Thiamine. Thiamine deficiency occurs in 20% or more patients with CHF on long-term loop diuretic therapy.36 The fraction maybe higher in patients who drink alcohol. Shimon studied 30 patients with long-term furosemide therapy treated with 200 mg IV thiamine or placebo for one week.37 The thiamine-treated patients showed improvement in ejection fraction by 14%, diuresis by 35%, and sodium excretion by 40%. All 30 patients were subsequently treated with oral thiamine for seven weeks; 27 patients finished the study. At completion, the average ejection fraction had increased 22% (from 27% to 33%). With little risk from thiamine therapy, these results suggest that thiamine replacement for at least a seven-week period may benefit CHF patients on loop diuretics. Longer-term studies are needed to define morbidity and efficacy of these supraphysiologic doses of thiamine.
Calcium channel blockers. First generation. Verapamil, nifedipine, and diltiazem should be avoided because of their negative inotropic effects that exacerbate heart failure.38
Second generationAmlodipine. PRAISE investigators compared amlodipine and placebo in patients receiving standard drug therapy and found no increased mortality and a trend toward improvement in nonischemic dilated cardiomyopathy.39 Patients had ejection fraction less than 30%. Demonstration of significant benefit for nonischemic cardiomyopathy awaits a larger trial that is in progress.
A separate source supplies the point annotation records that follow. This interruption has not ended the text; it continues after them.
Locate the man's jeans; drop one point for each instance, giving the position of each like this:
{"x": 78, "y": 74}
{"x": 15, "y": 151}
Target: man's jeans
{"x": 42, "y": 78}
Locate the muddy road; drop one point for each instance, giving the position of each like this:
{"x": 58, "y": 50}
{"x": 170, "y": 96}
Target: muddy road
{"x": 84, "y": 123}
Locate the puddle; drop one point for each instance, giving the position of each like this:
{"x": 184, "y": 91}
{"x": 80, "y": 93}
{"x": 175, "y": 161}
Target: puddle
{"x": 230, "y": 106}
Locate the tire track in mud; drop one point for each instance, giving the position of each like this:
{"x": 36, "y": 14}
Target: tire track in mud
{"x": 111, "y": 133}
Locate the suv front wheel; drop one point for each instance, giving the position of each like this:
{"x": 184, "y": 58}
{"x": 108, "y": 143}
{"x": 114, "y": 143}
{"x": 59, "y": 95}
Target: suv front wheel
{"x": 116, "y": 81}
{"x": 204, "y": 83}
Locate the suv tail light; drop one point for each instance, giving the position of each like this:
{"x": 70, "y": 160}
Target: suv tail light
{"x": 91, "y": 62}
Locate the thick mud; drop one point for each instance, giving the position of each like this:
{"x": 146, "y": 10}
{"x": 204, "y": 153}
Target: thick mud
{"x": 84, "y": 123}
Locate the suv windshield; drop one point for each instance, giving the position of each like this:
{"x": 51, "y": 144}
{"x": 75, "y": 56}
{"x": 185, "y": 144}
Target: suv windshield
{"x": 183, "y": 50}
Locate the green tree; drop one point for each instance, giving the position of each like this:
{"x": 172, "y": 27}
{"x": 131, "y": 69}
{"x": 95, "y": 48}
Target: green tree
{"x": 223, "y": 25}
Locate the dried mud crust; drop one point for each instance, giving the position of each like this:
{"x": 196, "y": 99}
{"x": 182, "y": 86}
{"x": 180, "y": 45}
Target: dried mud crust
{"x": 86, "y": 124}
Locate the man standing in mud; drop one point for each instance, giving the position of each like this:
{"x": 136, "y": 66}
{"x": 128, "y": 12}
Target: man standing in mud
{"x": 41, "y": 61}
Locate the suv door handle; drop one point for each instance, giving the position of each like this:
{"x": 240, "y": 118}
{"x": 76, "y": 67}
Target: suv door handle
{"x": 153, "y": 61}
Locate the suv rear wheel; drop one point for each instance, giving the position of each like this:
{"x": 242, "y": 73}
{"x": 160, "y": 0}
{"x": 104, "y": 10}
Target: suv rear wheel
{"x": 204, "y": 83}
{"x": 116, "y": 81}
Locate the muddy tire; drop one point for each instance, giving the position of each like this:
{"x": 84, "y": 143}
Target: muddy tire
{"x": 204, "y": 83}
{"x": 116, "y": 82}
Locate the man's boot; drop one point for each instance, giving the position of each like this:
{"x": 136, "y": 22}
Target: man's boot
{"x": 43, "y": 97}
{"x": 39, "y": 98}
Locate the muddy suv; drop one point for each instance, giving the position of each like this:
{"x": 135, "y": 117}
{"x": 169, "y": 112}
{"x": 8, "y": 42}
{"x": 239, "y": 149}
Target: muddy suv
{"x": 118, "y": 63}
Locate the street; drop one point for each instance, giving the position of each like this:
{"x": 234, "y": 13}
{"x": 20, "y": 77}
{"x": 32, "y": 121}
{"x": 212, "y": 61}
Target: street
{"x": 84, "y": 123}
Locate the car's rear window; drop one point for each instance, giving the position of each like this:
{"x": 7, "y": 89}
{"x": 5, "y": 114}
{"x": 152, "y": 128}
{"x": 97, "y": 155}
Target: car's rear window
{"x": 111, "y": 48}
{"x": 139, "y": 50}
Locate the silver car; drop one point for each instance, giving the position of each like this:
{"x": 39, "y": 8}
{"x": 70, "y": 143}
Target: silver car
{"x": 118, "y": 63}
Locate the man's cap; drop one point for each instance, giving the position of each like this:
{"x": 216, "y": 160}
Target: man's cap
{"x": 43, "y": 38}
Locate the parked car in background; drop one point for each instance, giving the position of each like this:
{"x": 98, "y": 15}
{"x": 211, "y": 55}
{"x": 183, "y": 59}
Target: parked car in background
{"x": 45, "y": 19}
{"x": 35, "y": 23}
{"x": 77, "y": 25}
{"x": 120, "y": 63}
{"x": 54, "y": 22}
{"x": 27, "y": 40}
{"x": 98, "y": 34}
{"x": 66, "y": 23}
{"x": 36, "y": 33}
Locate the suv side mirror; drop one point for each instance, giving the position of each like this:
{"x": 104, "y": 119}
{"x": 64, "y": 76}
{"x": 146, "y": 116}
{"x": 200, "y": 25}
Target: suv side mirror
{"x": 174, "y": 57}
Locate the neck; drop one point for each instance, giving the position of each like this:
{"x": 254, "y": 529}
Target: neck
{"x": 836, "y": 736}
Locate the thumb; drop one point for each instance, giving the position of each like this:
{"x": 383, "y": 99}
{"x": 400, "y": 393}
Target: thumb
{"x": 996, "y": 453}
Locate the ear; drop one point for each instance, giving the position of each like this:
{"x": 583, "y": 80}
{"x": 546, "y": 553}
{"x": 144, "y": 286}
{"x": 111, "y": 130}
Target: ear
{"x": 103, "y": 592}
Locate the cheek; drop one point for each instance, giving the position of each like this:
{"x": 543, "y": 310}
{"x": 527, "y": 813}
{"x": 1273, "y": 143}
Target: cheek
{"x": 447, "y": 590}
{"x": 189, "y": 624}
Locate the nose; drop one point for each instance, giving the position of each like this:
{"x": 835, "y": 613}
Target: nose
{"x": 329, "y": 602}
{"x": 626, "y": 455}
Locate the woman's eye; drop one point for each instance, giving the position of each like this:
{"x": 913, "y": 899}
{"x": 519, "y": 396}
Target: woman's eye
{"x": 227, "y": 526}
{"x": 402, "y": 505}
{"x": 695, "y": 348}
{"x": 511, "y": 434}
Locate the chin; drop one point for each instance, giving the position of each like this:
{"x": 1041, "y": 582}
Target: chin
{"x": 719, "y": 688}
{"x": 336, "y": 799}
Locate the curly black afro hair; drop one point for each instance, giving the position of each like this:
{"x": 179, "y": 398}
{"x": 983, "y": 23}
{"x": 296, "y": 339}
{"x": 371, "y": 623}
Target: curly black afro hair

Felodipine. A major study found no benefit in the treatment of CHF.40
Anticoagulants. Anticoagulants used prophylactically have not been shown to reduce the already low rate of deep venous thrombosis or stroke in heart failure patients in normal sinus rhythm.41 However, in a retrospective review of the SOLVD trial patients, multivariate analysis found that there was a 24% reduction in sudden death in patients taking antiplatelet agents and a 32% reduction in sudden death for patients taking coumadin.42 Because of the risks of coumadin therapy, it should be reserved for well-defined indications such as atrial fibrillation and proven DVT pending prospective trials confirming efficacy in CHF. Aspirin is indicated for ischemic cardiomyopathy and is sufficiently low risk to be taken by all CHF patients.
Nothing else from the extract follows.